A report from the ratings agency Moody's shows Irish companies had issued high-yield bonds worth $4.14bn (€3.2bn) at the end of May, compared with $420m at the same point last year.
The Moody's study on the refinancing needs of unrated private equity owned European companies shows that many firms that were sold under a leveraged buyout are refinancing their loans on the high-yield market thanks to the "extraordinary investor appetite" for junk bonds.
"The easing of the refinancing burden reflects the ability of many highly leveraged, usually medium-sized, companies, to benefit from recent extraordinary market appetite for high-yield bonds to refinance their loans," said Moody's analyst Sebastien Cieniewski.

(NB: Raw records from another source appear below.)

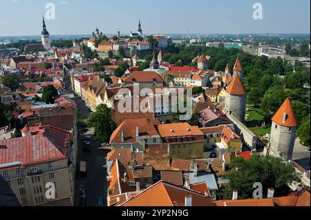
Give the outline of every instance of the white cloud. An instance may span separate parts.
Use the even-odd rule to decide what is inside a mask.
[[[19,1],[19,0],[17,0],[17,1]],[[62,0],[62,1],[59,1],[59,3],[61,5],[67,5],[68,4],[68,1],[66,1],[66,0]]]

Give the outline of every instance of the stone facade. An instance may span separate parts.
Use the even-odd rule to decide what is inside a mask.
[[[270,154],[292,159],[296,137],[296,127],[281,126],[272,121],[270,134]]]

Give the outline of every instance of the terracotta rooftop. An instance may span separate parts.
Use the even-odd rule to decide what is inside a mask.
[[[243,68],[241,64],[240,58],[238,57],[236,59],[236,63],[234,64],[234,71],[243,71]]]
[[[182,171],[161,171],[161,179],[176,186],[182,186],[184,184]]]
[[[290,104],[290,99],[287,99],[276,113],[272,117],[272,121],[281,126],[296,127],[297,119]]]
[[[247,92],[238,74],[236,74],[228,86],[226,92],[232,95],[243,95]]]
[[[138,128],[138,134],[136,134],[136,128]],[[123,132],[124,140],[122,141],[122,133]],[[138,119],[125,120],[113,132],[110,139],[110,143],[134,143],[136,141],[137,135],[143,136],[158,136],[153,121],[147,119]]]
[[[185,206],[185,197],[189,196],[192,197],[193,206],[215,206],[205,194],[160,181],[121,206]]]
[[[52,126],[41,128],[35,135],[0,140],[0,164],[22,166],[66,158],[69,132]]]
[[[124,81],[126,83],[130,83],[133,82],[137,83],[152,83],[164,82],[163,79],[153,71],[134,71],[131,73],[129,77]]]

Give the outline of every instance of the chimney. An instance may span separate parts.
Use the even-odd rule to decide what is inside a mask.
[[[198,164],[194,163],[194,177],[198,177]]]
[[[133,170],[135,170],[136,168],[136,166],[137,166],[137,161],[136,161],[136,160],[133,160],[133,162],[132,162],[132,168],[133,168]]]
[[[287,114],[285,112],[283,113],[282,123],[286,122],[286,116]]]
[[[192,206],[192,196],[185,197],[185,206]]]
[[[232,200],[238,200],[238,190],[234,190],[233,192]]]
[[[123,130],[121,131],[121,142],[124,142],[124,133]]]
[[[136,182],[136,191],[139,192],[140,191],[140,183]]]
[[[303,190],[303,187],[302,186],[302,185],[299,185],[298,188],[297,188],[298,192],[301,192]]]
[[[140,133],[139,133],[139,130],[138,130],[138,126],[136,126],[136,137],[140,137]]]
[[[127,176],[127,174],[126,172],[124,172],[124,182],[129,183],[129,177]]]
[[[184,186],[184,188],[190,190],[190,185],[189,184],[189,181],[188,181],[188,180],[186,180],[186,181],[185,181],[185,186]]]
[[[273,198],[274,196],[274,189],[273,188],[270,188],[268,189],[268,192],[267,194],[267,198]]]

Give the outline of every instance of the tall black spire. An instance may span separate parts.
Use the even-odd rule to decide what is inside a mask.
[[[140,19],[138,23],[138,32],[142,32],[142,25],[140,24]]]
[[[44,17],[42,17],[42,35],[49,35],[50,34],[48,33],[48,32],[46,30],[46,21],[44,21]]]

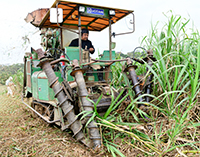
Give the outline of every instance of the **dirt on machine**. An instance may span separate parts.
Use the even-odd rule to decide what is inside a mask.
[[[113,33],[112,24],[127,15],[133,17],[132,31]],[[35,10],[25,20],[41,30],[43,46],[43,49],[31,48],[31,52],[24,56],[23,96],[31,98],[32,102],[23,103],[37,117],[60,126],[62,131],[70,129],[73,137],[88,147],[100,147],[99,127],[90,118],[94,109],[101,115],[107,111],[113,93],[114,98],[119,96],[120,90],[110,85],[112,66],[116,62],[125,62],[124,73],[132,84],[135,98],[139,98],[141,105],[138,107],[145,107],[145,102],[150,101],[148,96],[142,95],[151,93],[153,75],[149,73],[143,78],[146,83],[141,85],[142,79],[136,75],[137,66],[133,61],[152,66],[153,52],[145,51],[146,57],[142,60],[115,58],[112,37],[134,32],[132,10],[56,0],[50,9]],[[81,30],[100,32],[107,27],[109,50],[104,50],[99,59],[92,59],[89,51],[81,48]],[[69,47],[74,37],[79,38],[79,46]],[[127,92],[128,89],[124,90],[125,94]],[[127,97],[121,103],[130,104],[131,99]],[[80,113],[86,113],[86,116],[81,118]]]

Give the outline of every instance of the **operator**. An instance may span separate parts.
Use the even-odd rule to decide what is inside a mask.
[[[89,36],[89,31],[88,29],[82,29],[81,31],[81,43],[82,43],[82,49],[88,49],[89,52],[91,54],[94,53],[95,49],[92,45],[92,42],[90,40],[88,40],[88,36]],[[79,46],[79,39],[74,39],[71,41],[71,43],[69,44],[69,46]]]

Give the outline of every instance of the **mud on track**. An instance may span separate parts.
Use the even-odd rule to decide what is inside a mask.
[[[107,156],[76,142],[70,131],[62,132],[39,118],[21,102],[19,94],[6,96],[0,85],[0,156]]]

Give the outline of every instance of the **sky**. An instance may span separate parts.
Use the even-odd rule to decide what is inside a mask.
[[[172,10],[174,14],[191,19],[194,26],[200,29],[200,1],[199,0],[70,0],[87,4],[103,5],[107,7],[134,10],[135,32],[129,35],[113,38],[116,42],[115,51],[127,53],[140,45],[142,37],[151,29],[151,23],[166,22],[163,13]],[[40,48],[39,29],[26,23],[24,18],[29,12],[39,8],[49,8],[55,0],[9,0],[0,5],[0,64],[23,63],[25,52],[30,47]],[[113,24],[112,31],[122,33],[130,31],[127,24],[130,17],[121,19]],[[191,22],[191,24],[192,24]],[[97,57],[98,52],[108,50],[108,28],[101,32],[90,32]]]

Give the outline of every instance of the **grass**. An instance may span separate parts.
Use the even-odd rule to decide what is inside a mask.
[[[93,102],[90,121],[96,119],[102,134],[99,154],[75,143],[69,134],[33,119],[17,98],[11,101],[2,91],[0,155],[108,156],[109,152],[112,156],[199,156],[200,36],[187,27],[190,20],[172,12],[164,16],[167,22],[162,29],[157,28],[159,22],[152,24],[141,43],[152,49],[156,58],[152,67],[145,64],[136,71],[141,74],[148,67],[154,75],[152,95],[146,95],[152,98],[145,104],[146,112],[137,108],[138,98],[134,98],[131,83],[122,72],[124,63],[120,62],[113,66],[111,82],[120,95],[114,99],[111,94],[112,103],[104,116],[96,109],[101,97]],[[122,100],[129,100],[129,104],[119,99],[124,91]]]
[[[122,92],[127,88],[124,100],[129,97],[131,103],[117,103],[112,98],[103,117],[94,111],[93,118],[96,117],[102,128],[103,144],[112,156],[130,156],[130,152],[132,156],[200,155],[199,32],[191,28],[187,33],[190,20],[171,11],[164,16],[167,22],[162,29],[157,28],[159,22],[152,24],[149,35],[141,43],[146,49],[152,49],[156,58],[152,67],[145,63],[137,69],[137,74],[141,74],[148,67],[154,75],[153,92],[148,95],[152,101],[146,103],[148,112],[137,108],[134,91],[122,72],[123,63],[113,67],[111,85]],[[148,116],[148,123],[141,115]]]

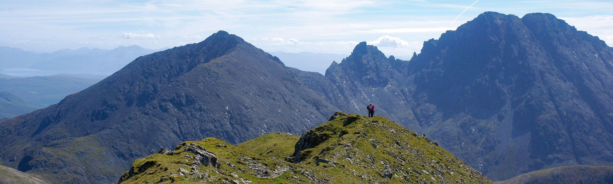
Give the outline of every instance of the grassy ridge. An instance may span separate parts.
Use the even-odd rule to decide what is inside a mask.
[[[238,146],[213,138],[186,142],[172,156],[137,160],[120,183],[492,183],[384,117],[337,112],[330,120],[301,137],[272,133]],[[191,144],[215,154],[219,168],[195,164],[196,155],[186,151]]]

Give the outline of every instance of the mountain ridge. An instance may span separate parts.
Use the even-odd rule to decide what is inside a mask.
[[[110,170],[160,147],[295,133],[327,112],[364,112],[372,102],[376,115],[425,133],[495,180],[563,165],[611,164],[613,94],[607,91],[613,91],[606,82],[613,50],[598,40],[550,14],[489,12],[425,42],[410,61],[360,42],[324,75],[285,66],[219,31],[139,57],[36,113],[0,120],[0,130],[11,132],[0,140],[29,144],[1,145],[0,155],[2,164],[66,183],[111,181],[116,174]],[[88,171],[66,168],[101,158],[109,161]],[[69,174],[52,175],[51,167]]]
[[[118,183],[492,183],[436,143],[381,117],[337,112],[297,137],[270,133],[238,146],[207,138],[162,148],[135,161]],[[292,144],[295,151],[276,149]],[[290,155],[300,156],[276,157]]]

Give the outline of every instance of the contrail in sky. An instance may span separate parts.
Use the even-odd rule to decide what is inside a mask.
[[[473,7],[473,6],[474,5],[475,3],[477,3],[477,1],[479,1],[479,0],[475,1],[474,2],[473,2],[473,4],[471,4],[470,6],[469,6],[468,7],[466,8],[466,9],[464,10],[463,11],[462,11],[462,13],[460,13],[460,15],[458,15],[458,17],[455,17],[455,19],[454,19],[454,21],[455,21],[456,20],[457,20],[458,18],[460,17],[460,16],[462,16],[462,13],[464,13],[464,12],[466,12],[466,10],[468,10],[468,9],[470,9],[471,7]]]

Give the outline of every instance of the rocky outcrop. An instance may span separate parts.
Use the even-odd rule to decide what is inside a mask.
[[[213,167],[218,169],[221,166],[221,163],[219,163],[219,159],[215,156],[215,155],[213,154],[213,153],[207,151],[207,150],[202,147],[193,143],[190,143],[184,146],[186,147],[187,148],[181,153],[189,151],[195,154],[194,163],[196,164],[196,165],[202,164],[203,166]]]
[[[422,135],[389,120],[341,112],[333,117],[334,120],[302,136],[327,135],[324,139],[270,133],[238,147],[220,147],[226,144],[211,138],[183,143],[175,151],[180,154],[154,155],[137,160],[135,167],[152,162],[163,164],[147,167],[120,183],[492,183]],[[346,124],[348,120],[351,123]],[[304,148],[300,151],[301,162],[277,159],[277,155],[294,154],[284,146],[292,144]],[[307,144],[310,146],[299,146]],[[199,150],[198,153],[189,151],[194,150]],[[202,150],[220,155],[221,166],[189,161]]]

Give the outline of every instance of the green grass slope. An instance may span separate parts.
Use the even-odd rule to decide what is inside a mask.
[[[613,184],[613,167],[571,166],[539,170],[497,184]]]
[[[283,159],[294,153],[294,146],[300,138],[287,133],[269,133],[238,144],[239,148],[269,158]]]
[[[11,118],[39,109],[12,93],[0,92],[0,119]]]
[[[160,153],[136,160],[119,183],[493,183],[398,123],[341,112],[299,137],[207,138]]]
[[[0,184],[47,184],[48,182],[39,176],[26,174],[17,169],[0,166]]]

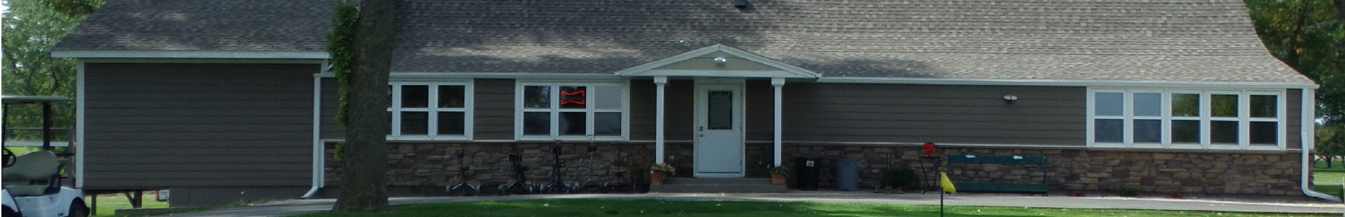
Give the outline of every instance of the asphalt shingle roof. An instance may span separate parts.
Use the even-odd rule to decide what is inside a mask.
[[[327,51],[330,0],[109,0],[55,51]]]
[[[321,51],[334,4],[134,3],[61,50]],[[1267,54],[1241,0],[732,3],[402,0],[393,71],[612,74],[724,44],[823,76],[1311,83]]]

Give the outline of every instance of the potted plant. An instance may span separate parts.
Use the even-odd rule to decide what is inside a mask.
[[[790,167],[771,167],[771,185],[784,185],[784,177],[790,177]]]
[[[677,167],[672,167],[667,162],[650,166],[650,185],[660,185],[663,184],[663,177],[672,174],[677,174]]]

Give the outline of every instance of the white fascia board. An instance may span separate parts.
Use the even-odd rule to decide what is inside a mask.
[[[807,78],[788,71],[707,71],[707,70],[650,70],[639,76],[718,76],[718,78]]]
[[[565,74],[565,72],[391,72],[391,79],[621,79],[612,74]]]
[[[683,54],[672,55],[672,56],[668,56],[668,58],[664,58],[664,59],[659,59],[659,60],[654,60],[654,62],[644,63],[644,64],[640,64],[640,66],[629,67],[629,68],[625,68],[625,70],[621,70],[621,71],[616,71],[616,75],[620,75],[620,76],[666,76],[666,75],[663,75],[660,72],[660,70],[654,70],[654,68],[663,67],[663,66],[667,66],[667,64],[672,64],[672,63],[677,63],[677,62],[689,60],[689,59],[693,59],[693,58],[697,58],[697,56],[701,56],[701,55],[707,55],[707,54],[712,54],[712,52],[725,52],[725,54],[729,54],[729,55],[733,55],[733,56],[737,56],[737,58],[742,58],[742,59],[746,59],[746,60],[751,60],[751,62],[761,63],[761,64],[771,66],[771,67],[775,67],[775,68],[780,70],[780,71],[759,71],[759,72],[767,72],[767,74],[733,74],[733,75],[752,76],[752,78],[819,78],[819,76],[822,76],[822,74],[818,74],[818,72],[814,72],[814,71],[808,71],[808,70],[804,70],[804,68],[800,68],[800,67],[796,67],[796,66],[792,66],[792,64],[787,64],[787,63],[780,62],[780,60],[775,60],[775,59],[771,59],[771,58],[765,58],[765,56],[761,56],[761,55],[757,55],[757,54],[752,54],[752,52],[742,51],[742,50],[738,50],[738,48],[728,47],[728,46],[724,46],[724,44],[714,44],[714,46],[710,46],[710,47],[702,47],[702,48],[691,50],[691,51],[687,51],[687,52],[683,52]],[[714,72],[724,72],[724,71],[714,71]],[[781,75],[781,74],[785,74],[785,75]],[[693,76],[701,76],[701,75],[693,75]],[[730,75],[717,75],[717,76],[730,76]],[[737,78],[741,78],[741,76],[737,76]]]
[[[51,51],[51,58],[328,59],[321,51]]]
[[[819,78],[818,83],[886,83],[950,86],[1057,86],[1057,87],[1153,87],[1153,88],[1317,88],[1313,83],[1280,82],[1184,82],[1184,80],[1068,80],[1068,79],[929,79],[929,78]]]

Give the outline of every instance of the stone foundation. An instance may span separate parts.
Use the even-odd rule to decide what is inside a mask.
[[[465,151],[468,182],[472,185],[500,185],[514,182],[510,170],[508,153],[515,147],[523,155],[521,165],[527,166],[527,181],[543,184],[551,179],[551,142],[545,143],[395,143],[387,145],[389,186],[452,186],[459,181],[457,150]],[[330,186],[340,185],[342,162],[332,161],[335,143],[327,143],[325,181]],[[599,143],[597,151],[589,154],[588,142],[561,143],[562,171],[566,182],[586,179],[611,179],[611,171],[627,171],[624,165],[613,161],[629,161],[646,155],[643,162],[652,162],[654,145],[644,143]],[[691,145],[666,145],[666,151],[691,155]],[[647,151],[647,153],[646,153]],[[590,158],[592,157],[592,158]],[[593,162],[592,165],[589,162]],[[685,159],[690,174],[690,158]],[[592,167],[590,167],[592,166]],[[628,173],[627,173],[628,174]],[[679,175],[681,175],[679,174]]]
[[[465,150],[469,182],[499,185],[512,182],[507,154],[516,147],[523,154],[523,165],[530,182],[550,179],[550,146],[553,143],[389,143],[390,186],[451,186],[459,182],[457,150]],[[331,161],[334,143],[328,143],[327,185],[340,182],[340,163]],[[588,142],[562,143],[568,182],[609,179],[611,171],[627,167],[612,161],[629,159],[647,150],[652,162],[652,143],[599,143],[590,159]],[[678,175],[690,175],[693,145],[668,143],[666,153],[678,165]],[[955,182],[1040,184],[1046,181],[1052,190],[1114,190],[1120,186],[1149,193],[1181,194],[1275,194],[1299,196],[1298,153],[1213,153],[1213,151],[1127,151],[1127,150],[1048,150],[1048,149],[989,149],[944,147],[937,155],[1045,155],[1049,165],[952,165],[939,163]],[[873,189],[889,169],[920,171],[921,147],[917,146],[842,146],[842,145],[787,145],[781,161],[794,167],[794,157],[819,157],[819,185],[835,184],[837,159],[861,159],[861,188]],[[745,171],[748,177],[768,177],[772,165],[769,143],[746,145]],[[932,163],[925,165],[932,167]]]

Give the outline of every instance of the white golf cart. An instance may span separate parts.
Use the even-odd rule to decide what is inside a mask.
[[[62,185],[62,161],[51,145],[51,103],[69,100],[69,98],[61,96],[0,96],[0,102],[4,104],[4,117],[0,119],[4,123],[5,138],[15,133],[15,129],[8,125],[11,106],[35,103],[42,106],[40,150],[15,155],[7,146],[9,145],[5,142],[7,139],[0,139],[0,147],[4,147],[4,170],[0,170],[4,173],[4,196],[0,198],[4,200],[4,217],[89,216],[83,190]]]

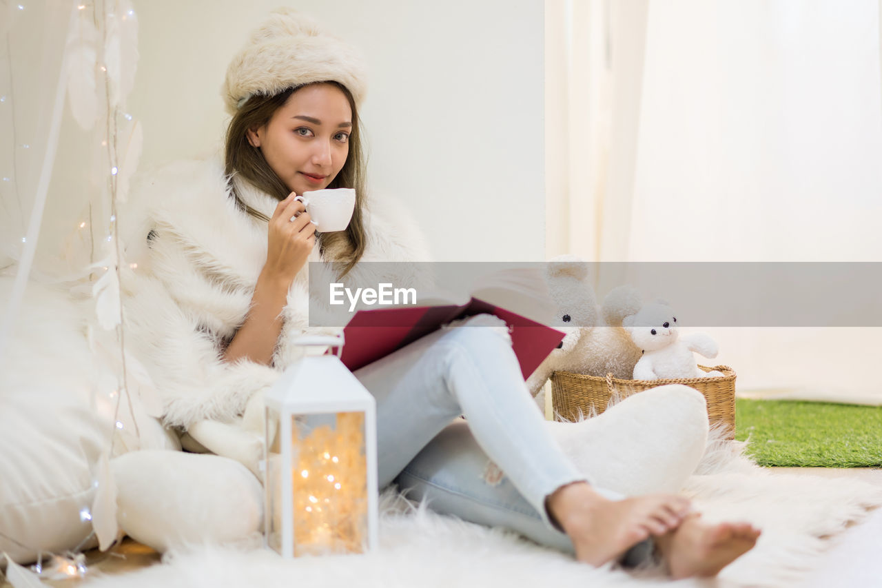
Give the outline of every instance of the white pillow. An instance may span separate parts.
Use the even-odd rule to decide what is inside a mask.
[[[255,538],[263,523],[263,486],[228,457],[181,451],[133,451],[110,460],[116,522],[161,552]]]
[[[11,287],[12,278],[0,277],[0,309]],[[90,465],[109,449],[114,421],[101,410],[109,403],[96,402],[102,370],[86,336],[90,310],[29,283],[0,355],[0,553],[19,563],[77,547],[92,532]],[[133,431],[125,412],[119,419]],[[138,425],[142,446],[175,447],[155,419]],[[115,450],[125,449],[117,442]]]

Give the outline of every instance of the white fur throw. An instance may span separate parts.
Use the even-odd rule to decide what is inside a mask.
[[[760,526],[757,546],[725,568],[719,580],[665,580],[662,570],[598,569],[541,547],[502,529],[490,529],[425,508],[393,491],[381,501],[380,549],[364,557],[286,561],[263,549],[199,547],[167,554],[162,565],[86,582],[88,588],[287,588],[339,585],[376,588],[461,586],[641,587],[803,585],[848,521],[882,505],[882,490],[866,482],[772,474],[742,455],[745,444],[712,431],[707,450],[684,488],[710,521],[744,519]],[[856,531],[857,531],[856,529]]]
[[[235,181],[247,204],[273,215],[273,197]],[[369,200],[367,207],[363,261],[428,260],[421,234],[400,205],[386,197]],[[137,264],[125,267],[121,280],[126,342],[146,365],[164,424],[186,428],[204,419],[232,419],[302,353],[290,342],[308,328],[308,266],[288,291],[277,369],[249,361],[229,365],[220,360],[220,342],[244,320],[266,260],[267,229],[236,208],[220,159],[175,162],[141,173],[119,218],[127,260]],[[329,249],[322,257],[317,245],[309,260],[340,254]],[[343,282],[407,287],[415,279],[413,272],[370,271],[356,266]]]

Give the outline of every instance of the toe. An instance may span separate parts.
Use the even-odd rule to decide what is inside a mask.
[[[721,523],[720,524],[708,529],[707,542],[710,545],[723,543],[731,539],[735,536],[735,530],[730,523]]]

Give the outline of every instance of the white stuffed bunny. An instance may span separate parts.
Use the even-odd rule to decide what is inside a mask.
[[[705,372],[698,366],[692,352],[715,358],[716,342],[704,333],[679,336],[676,317],[666,304],[644,305],[622,321],[643,356],[634,366],[634,380],[705,378],[721,376],[717,371]]]
[[[549,326],[566,335],[557,349],[530,374],[527,387],[540,406],[544,405],[542,386],[555,371],[629,378],[640,350],[622,328],[622,320],[637,291],[626,286],[612,290],[598,308],[588,276],[587,263],[574,255],[552,259],[545,280],[555,304],[556,318]]]

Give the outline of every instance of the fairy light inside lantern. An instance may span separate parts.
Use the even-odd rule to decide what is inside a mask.
[[[266,393],[265,544],[285,557],[377,546],[376,403],[343,366],[342,336],[306,355]]]

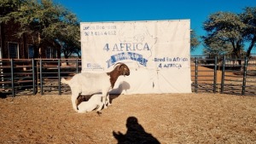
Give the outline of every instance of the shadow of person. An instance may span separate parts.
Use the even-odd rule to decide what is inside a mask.
[[[160,141],[151,134],[147,133],[143,127],[138,124],[136,117],[129,117],[126,121],[127,132],[113,131],[113,135],[118,141],[118,144],[160,144]]]

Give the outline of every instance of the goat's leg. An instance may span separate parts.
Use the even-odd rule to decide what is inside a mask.
[[[107,95],[108,95],[108,91],[102,92],[102,102],[103,102],[103,104],[104,104],[104,108],[108,108],[107,101],[106,101]]]
[[[78,112],[78,106],[76,104],[76,101],[78,99],[78,97],[79,96],[79,92],[77,90],[72,90],[72,95],[71,95],[71,102],[72,102],[72,106],[73,106],[73,109],[75,112]]]
[[[104,106],[104,103],[103,102],[100,102],[100,104],[98,105],[98,108],[96,109],[96,111],[100,112],[102,109],[103,106]]]
[[[108,106],[111,106],[111,103],[110,103],[110,101],[109,101],[109,93],[108,93],[108,95],[107,95],[107,98],[106,98],[106,105],[108,107]]]

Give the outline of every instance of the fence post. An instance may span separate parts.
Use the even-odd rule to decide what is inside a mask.
[[[58,59],[58,85],[59,85],[59,95],[61,95],[61,59]]]
[[[223,56],[222,59],[222,77],[221,77],[221,93],[224,93],[224,77],[225,77],[225,61],[226,61],[226,57],[225,55]]]
[[[14,59],[10,60],[11,63],[11,83],[12,83],[12,96],[15,97],[15,77],[14,77]]]
[[[79,59],[76,59],[76,69],[77,69],[77,73],[79,73]]]
[[[213,93],[216,93],[216,84],[217,84],[217,56],[214,58],[214,78],[213,78]]]
[[[40,63],[39,63],[39,66],[40,66],[40,89],[41,89],[41,95],[44,95],[44,92],[43,92],[43,63],[42,63],[42,59],[40,59]]]
[[[244,58],[244,66],[243,66],[243,78],[242,78],[242,89],[241,95],[245,94],[245,89],[247,85],[247,57]]]
[[[33,84],[33,95],[36,95],[36,73],[35,73],[35,59],[32,60],[32,84]]]
[[[198,58],[195,58],[195,92],[197,93],[198,88]]]

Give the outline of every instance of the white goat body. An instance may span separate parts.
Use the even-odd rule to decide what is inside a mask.
[[[117,78],[121,76],[129,76],[129,67],[123,63],[117,63],[114,69],[110,72],[90,73],[83,72],[74,75],[71,80],[67,81],[61,78],[62,84],[67,84],[71,88],[71,101],[73,108],[78,111],[76,101],[79,95],[92,95],[95,94],[102,94],[102,102],[104,108],[110,105],[109,90],[113,88]]]
[[[87,112],[96,109],[101,111],[104,106],[102,95],[93,95],[88,101],[83,101],[78,106],[78,112]]]
[[[109,79],[110,77],[107,73],[84,72],[74,75],[69,81],[61,78],[61,83],[70,86],[73,108],[77,111],[75,101],[79,95],[91,95],[97,93],[102,93],[102,95],[107,95],[111,89]]]

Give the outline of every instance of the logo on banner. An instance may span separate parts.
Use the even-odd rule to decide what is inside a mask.
[[[132,60],[139,62],[139,64],[147,66],[148,60],[143,58],[143,55],[132,52],[123,52],[110,56],[110,59],[107,60],[108,68],[113,66],[115,62],[124,60]]]

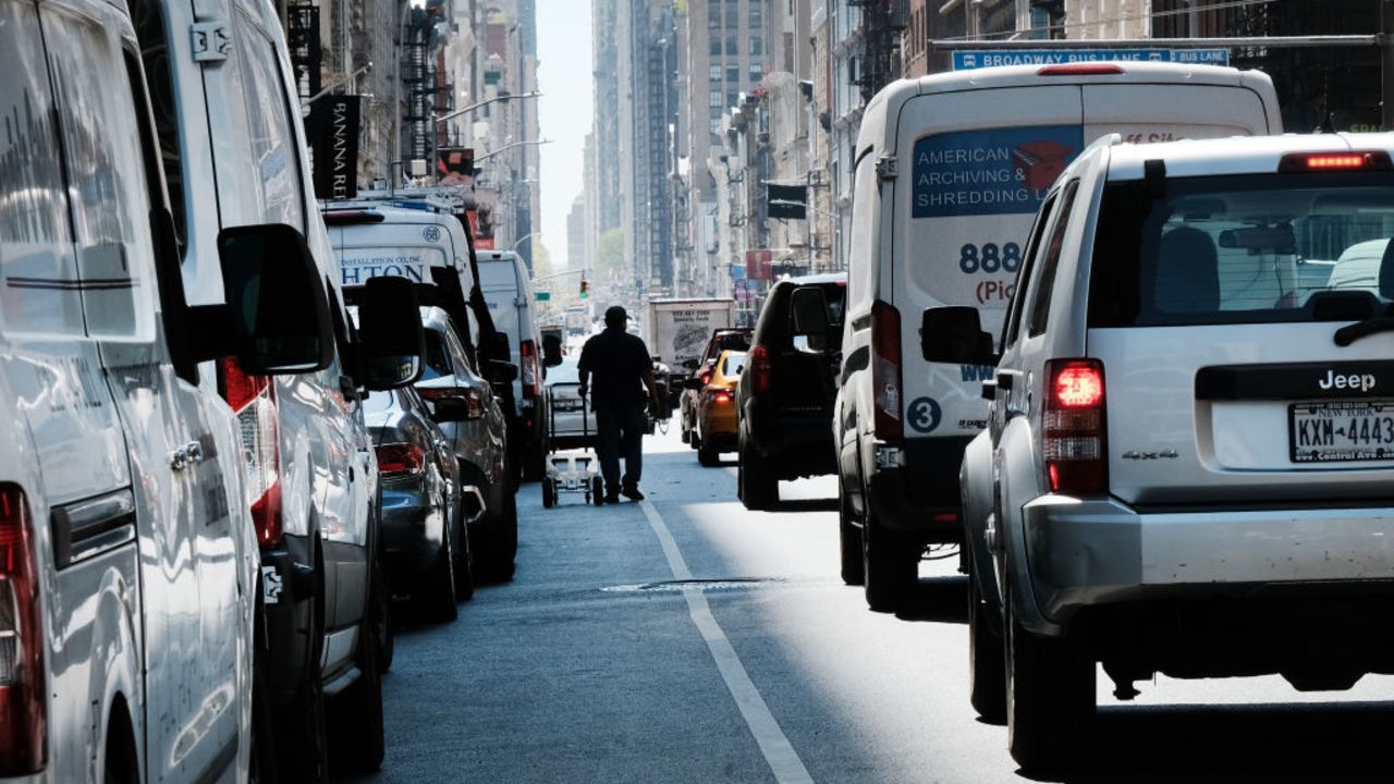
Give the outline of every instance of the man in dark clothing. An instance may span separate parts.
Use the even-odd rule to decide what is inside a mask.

"An additional factor has been the significant amend-and-extend activity, reflecting the need for collateralised loan obligation lenders to remain invested before their amortisation phases," he added.
In Ireland, the junk bond market has been thriving in the past 12 months. Paul Coulson's Ardagh Packaging has issued debt worth more than $2bn on its own, while Smurfit Kappa has sold debt worth more than $1bn in three separate offerings.
Even Eircom, which sought protection from creditors last March, was able to issue €350m worth of debt in April, albeit at a higher coupon than the other companies of more than 9pc.
Looking at Europe in general, the report shows the constant rolling over of debt – known as "amend and extend" – has accelerated, with the maturity dates of more and more debt being pushed out.
In 2012, 22pc of such debt was coming due after the refinancing peak of 2014/2015. Now, 44pc of outstanding bonds are due to mature after 2015.
Despite the "material decrease" in the refinancing burden over the past 12 months, up to a quarter of these companies could still default, said Moody's.
"Despite the weak European macro environment, the strong refinancing activity, mainly undertaken by the relatively larger and more credit-worthy unrated companies, has kept the default rate subdued.
"However, we expect to see the default rate for smaller and weaker unrated companies increase materially over the next couple of years," said Mr Cieniewski.